If you have been thinking about starting a new garden or have a lot of winter-kill on your present garden, it’s time to take a walk outside, weather permitting. What you are looking for is where the snow piles up. snow is one of the best insulators there is. Now you can also see the wind patterns in the snow. What areas are bare, blown free of snow? You don’t want a shrub or perennial in those area unless you can really mulch them well in the fall. Even then, you will probably need to replant the area every spring as they will always struggle there.  A plant buried under a snowdrift will take longer to thaw and warm up in the spring, not always a bad thing. We have had ice storms in April and killing frost well into May in some years that wiped out all the spring blooms. This is a very harsh climate as any native well knows. Only northern Russia is equivalent or colder. 

If you have planted spring bulbs next to the foundation of your house, keep piling snow on them as long as we have snow. Here is also an excellent place to cover with evergreen boughs after you remove your Christmas tree. Otherwise, those plants will pop up too early as the foundation leaks heat, warming the soil. While it is fun to have the first tulips and daffs blooming on the block, they are also the first ones to be killed by a late frost. 

Planting any plant close to the foundation is never a good idea. The recommended distance between the house and any planting is four feet. This ensures good air circulation; they don’t push against the siding, and they aren’t in “rain shade” where the rain doesn’t get to them. This also prevents the roots of shrubs and foundation planting from damaging the foundation or siding. We have all seen overgrown arborvitae, Bunkey calls them hairy telephone poles, covering windows, pushing off shingles and damaging the siding of homes because they were planted too close to a house, usually between the house and a sidewalk. Think ahead before you plant anything in this small area. All plants grow. How tall and wide will this plant be in 10 years-20 years? Too wide and you will need to go through your front door sideways. Or need to walk beside the sidewalk because the shrub has gotten so fat.

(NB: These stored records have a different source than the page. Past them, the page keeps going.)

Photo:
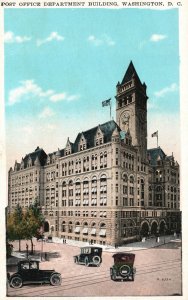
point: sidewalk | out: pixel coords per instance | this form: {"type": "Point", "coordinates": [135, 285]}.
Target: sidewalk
{"type": "Point", "coordinates": [147, 244]}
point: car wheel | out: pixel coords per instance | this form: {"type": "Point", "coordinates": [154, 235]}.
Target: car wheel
{"type": "Point", "coordinates": [16, 282]}
{"type": "Point", "coordinates": [113, 276]}
{"type": "Point", "coordinates": [86, 261]}
{"type": "Point", "coordinates": [124, 271]}
{"type": "Point", "coordinates": [96, 260]}
{"type": "Point", "coordinates": [76, 260]}
{"type": "Point", "coordinates": [55, 279]}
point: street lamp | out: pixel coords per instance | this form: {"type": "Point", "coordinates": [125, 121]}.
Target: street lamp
{"type": "Point", "coordinates": [165, 228]}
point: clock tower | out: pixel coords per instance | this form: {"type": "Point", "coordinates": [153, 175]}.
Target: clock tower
{"type": "Point", "coordinates": [131, 109]}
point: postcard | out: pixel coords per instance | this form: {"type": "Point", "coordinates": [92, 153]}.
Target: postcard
{"type": "Point", "coordinates": [94, 149]}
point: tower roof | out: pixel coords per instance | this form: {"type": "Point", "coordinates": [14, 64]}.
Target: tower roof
{"type": "Point", "coordinates": [131, 71]}
{"type": "Point", "coordinates": [155, 154]}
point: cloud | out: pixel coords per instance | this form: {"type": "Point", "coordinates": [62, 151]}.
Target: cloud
{"type": "Point", "coordinates": [63, 96]}
{"type": "Point", "coordinates": [27, 129]}
{"type": "Point", "coordinates": [47, 112]}
{"type": "Point", "coordinates": [10, 37]}
{"type": "Point", "coordinates": [28, 88]}
{"type": "Point", "coordinates": [104, 40]}
{"type": "Point", "coordinates": [54, 36]}
{"type": "Point", "coordinates": [169, 89]}
{"type": "Point", "coordinates": [157, 37]}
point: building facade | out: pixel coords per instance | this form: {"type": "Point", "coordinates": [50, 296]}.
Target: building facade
{"type": "Point", "coordinates": [106, 187]}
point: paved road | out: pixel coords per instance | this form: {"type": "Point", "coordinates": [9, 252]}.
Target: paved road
{"type": "Point", "coordinates": [158, 273]}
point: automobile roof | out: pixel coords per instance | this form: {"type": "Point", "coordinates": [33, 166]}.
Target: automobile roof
{"type": "Point", "coordinates": [92, 247]}
{"type": "Point", "coordinates": [123, 254]}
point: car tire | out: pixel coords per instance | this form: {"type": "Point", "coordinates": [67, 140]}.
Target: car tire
{"type": "Point", "coordinates": [16, 282]}
{"type": "Point", "coordinates": [86, 261]}
{"type": "Point", "coordinates": [76, 260]}
{"type": "Point", "coordinates": [124, 271]}
{"type": "Point", "coordinates": [96, 260]}
{"type": "Point", "coordinates": [55, 279]}
{"type": "Point", "coordinates": [113, 276]}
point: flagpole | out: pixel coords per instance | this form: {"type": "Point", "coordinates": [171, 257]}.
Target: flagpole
{"type": "Point", "coordinates": [110, 110]}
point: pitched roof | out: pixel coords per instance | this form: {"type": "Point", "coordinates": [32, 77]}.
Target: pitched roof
{"type": "Point", "coordinates": [106, 128]}
{"type": "Point", "coordinates": [155, 154]}
{"type": "Point", "coordinates": [39, 152]}
{"type": "Point", "coordinates": [131, 71]}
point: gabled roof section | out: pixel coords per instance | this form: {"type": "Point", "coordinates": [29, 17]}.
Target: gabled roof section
{"type": "Point", "coordinates": [106, 128]}
{"type": "Point", "coordinates": [155, 155]}
{"type": "Point", "coordinates": [130, 73]}
{"type": "Point", "coordinates": [38, 153]}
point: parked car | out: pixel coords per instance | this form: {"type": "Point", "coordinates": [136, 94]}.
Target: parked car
{"type": "Point", "coordinates": [28, 272]}
{"type": "Point", "coordinates": [123, 266]}
{"type": "Point", "coordinates": [89, 256]}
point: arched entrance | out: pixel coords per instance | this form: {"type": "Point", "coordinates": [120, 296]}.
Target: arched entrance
{"type": "Point", "coordinates": [46, 226]}
{"type": "Point", "coordinates": [154, 228]}
{"type": "Point", "coordinates": [144, 229]}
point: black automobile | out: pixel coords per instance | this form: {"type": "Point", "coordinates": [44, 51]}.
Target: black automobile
{"type": "Point", "coordinates": [89, 256]}
{"type": "Point", "coordinates": [29, 272]}
{"type": "Point", "coordinates": [123, 266]}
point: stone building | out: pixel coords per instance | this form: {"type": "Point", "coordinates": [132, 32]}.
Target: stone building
{"type": "Point", "coordinates": [106, 187]}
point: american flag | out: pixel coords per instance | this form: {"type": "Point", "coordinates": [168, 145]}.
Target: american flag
{"type": "Point", "coordinates": [155, 134]}
{"type": "Point", "coordinates": [106, 102]}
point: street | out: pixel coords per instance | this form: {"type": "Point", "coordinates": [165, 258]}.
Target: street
{"type": "Point", "coordinates": [158, 273]}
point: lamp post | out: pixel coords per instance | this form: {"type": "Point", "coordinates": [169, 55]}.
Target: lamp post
{"type": "Point", "coordinates": [165, 227]}
{"type": "Point", "coordinates": [41, 232]}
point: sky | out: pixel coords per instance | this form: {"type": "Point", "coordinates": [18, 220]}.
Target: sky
{"type": "Point", "coordinates": [60, 64]}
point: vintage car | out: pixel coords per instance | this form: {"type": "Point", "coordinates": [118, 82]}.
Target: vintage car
{"type": "Point", "coordinates": [28, 272]}
{"type": "Point", "coordinates": [123, 266]}
{"type": "Point", "coordinates": [89, 256]}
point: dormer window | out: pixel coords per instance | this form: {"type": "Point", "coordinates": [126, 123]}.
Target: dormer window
{"type": "Point", "coordinates": [48, 160]}
{"type": "Point", "coordinates": [99, 138]}
{"type": "Point", "coordinates": [68, 148]}
{"type": "Point", "coordinates": [29, 164]}
{"type": "Point", "coordinates": [83, 143]}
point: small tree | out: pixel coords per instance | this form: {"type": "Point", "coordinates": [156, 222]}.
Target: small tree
{"type": "Point", "coordinates": [15, 225]}
{"type": "Point", "coordinates": [33, 221]}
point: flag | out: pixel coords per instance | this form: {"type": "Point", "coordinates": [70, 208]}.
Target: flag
{"type": "Point", "coordinates": [106, 102]}
{"type": "Point", "coordinates": [155, 134]}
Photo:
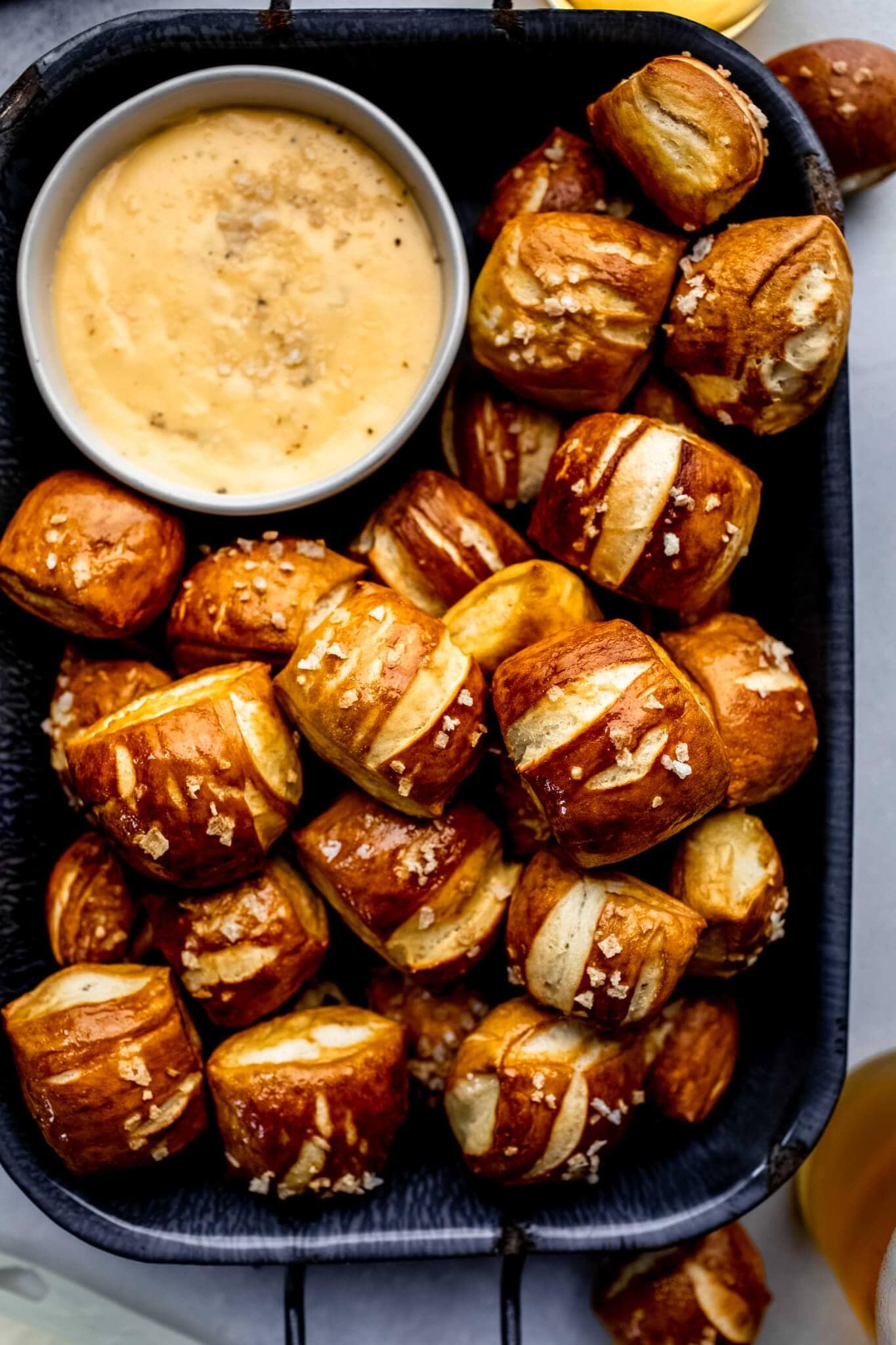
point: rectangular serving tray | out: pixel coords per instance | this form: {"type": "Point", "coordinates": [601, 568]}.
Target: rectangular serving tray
{"type": "Point", "coordinates": [476, 91]}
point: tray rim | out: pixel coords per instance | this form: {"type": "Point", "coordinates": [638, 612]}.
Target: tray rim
{"type": "Point", "coordinates": [74, 1211]}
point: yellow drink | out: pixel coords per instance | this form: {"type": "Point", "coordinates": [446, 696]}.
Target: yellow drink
{"type": "Point", "coordinates": [847, 1188]}
{"type": "Point", "coordinates": [730, 16]}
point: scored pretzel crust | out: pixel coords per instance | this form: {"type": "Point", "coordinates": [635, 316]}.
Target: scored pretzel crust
{"type": "Point", "coordinates": [691, 137]}
{"type": "Point", "coordinates": [382, 693]}
{"type": "Point", "coordinates": [561, 174]}
{"type": "Point", "coordinates": [708, 1290]}
{"type": "Point", "coordinates": [89, 910]}
{"type": "Point", "coordinates": [110, 1066]}
{"type": "Point", "coordinates": [436, 1023]}
{"type": "Point", "coordinates": [495, 444]}
{"type": "Point", "coordinates": [535, 1098]}
{"type": "Point", "coordinates": [729, 871]}
{"type": "Point", "coordinates": [696, 1056]}
{"type": "Point", "coordinates": [647, 510]}
{"type": "Point", "coordinates": [192, 783]}
{"type": "Point", "coordinates": [759, 699]}
{"type": "Point", "coordinates": [88, 690]}
{"type": "Point", "coordinates": [244, 951]}
{"type": "Point", "coordinates": [91, 557]}
{"type": "Point", "coordinates": [613, 740]}
{"type": "Point", "coordinates": [566, 309]}
{"type": "Point", "coordinates": [310, 1102]}
{"type": "Point", "coordinates": [758, 328]}
{"type": "Point", "coordinates": [602, 946]}
{"type": "Point", "coordinates": [427, 896]}
{"type": "Point", "coordinates": [517, 607]}
{"type": "Point", "coordinates": [250, 600]}
{"type": "Point", "coordinates": [435, 541]}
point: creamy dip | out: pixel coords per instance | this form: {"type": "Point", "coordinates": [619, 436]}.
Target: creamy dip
{"type": "Point", "coordinates": [246, 300]}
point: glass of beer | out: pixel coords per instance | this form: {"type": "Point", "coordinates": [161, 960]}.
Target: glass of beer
{"type": "Point", "coordinates": [847, 1191]}
{"type": "Point", "coordinates": [729, 16]}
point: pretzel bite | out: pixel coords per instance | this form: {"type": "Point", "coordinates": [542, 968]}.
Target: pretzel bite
{"type": "Point", "coordinates": [647, 509]}
{"type": "Point", "coordinates": [712, 1290]}
{"type": "Point", "coordinates": [91, 557]}
{"type": "Point", "coordinates": [435, 1024]}
{"type": "Point", "coordinates": [245, 951]}
{"type": "Point", "coordinates": [521, 811]}
{"type": "Point", "coordinates": [613, 740]}
{"type": "Point", "coordinates": [759, 701]}
{"type": "Point", "coordinates": [88, 690]}
{"type": "Point", "coordinates": [517, 607]}
{"type": "Point", "coordinates": [566, 307]}
{"type": "Point", "coordinates": [89, 910]}
{"type": "Point", "coordinates": [109, 1064]}
{"type": "Point", "coordinates": [691, 137]}
{"type": "Point", "coordinates": [605, 946]}
{"type": "Point", "coordinates": [310, 1102]}
{"type": "Point", "coordinates": [562, 174]}
{"type": "Point", "coordinates": [696, 1056]}
{"type": "Point", "coordinates": [758, 328]}
{"type": "Point", "coordinates": [192, 783]}
{"type": "Point", "coordinates": [250, 600]}
{"type": "Point", "coordinates": [496, 445]}
{"type": "Point", "coordinates": [729, 871]}
{"type": "Point", "coordinates": [534, 1098]}
{"type": "Point", "coordinates": [435, 541]}
{"type": "Point", "coordinates": [381, 692]}
{"type": "Point", "coordinates": [848, 92]}
{"type": "Point", "coordinates": [426, 896]}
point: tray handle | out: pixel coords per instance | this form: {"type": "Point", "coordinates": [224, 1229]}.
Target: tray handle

If you feed the birds, a barn broom works very well to push all the dropped seeds in a pile so you can get rid of them. This mess is usually, bird poop, hulls and some edible seeds the birds spit out. The mix can make your birds sick if they feed on this stuff. Compost it or bag it up for the trash. Keep it clean and by spring you will only have a small mess to clean up. Feeding only black sunflower seeds or thistle seeds reduces the cleanup. The mixes usually have seeds that no respectable bird will eat. Even the rabbits that feed under the feeders turn their noses up at most of it. Save your money. Blue Jays will be thrilled to find peanuts, shelled or not on a feeder. So will the squirrels, however.

Birds need water in the winter. Give them a heated bird bath. Only sparrows will be stupid enough to bathe, the rest will happily drink. Sparrow-sickles are a good thing as they aren’t native anyway.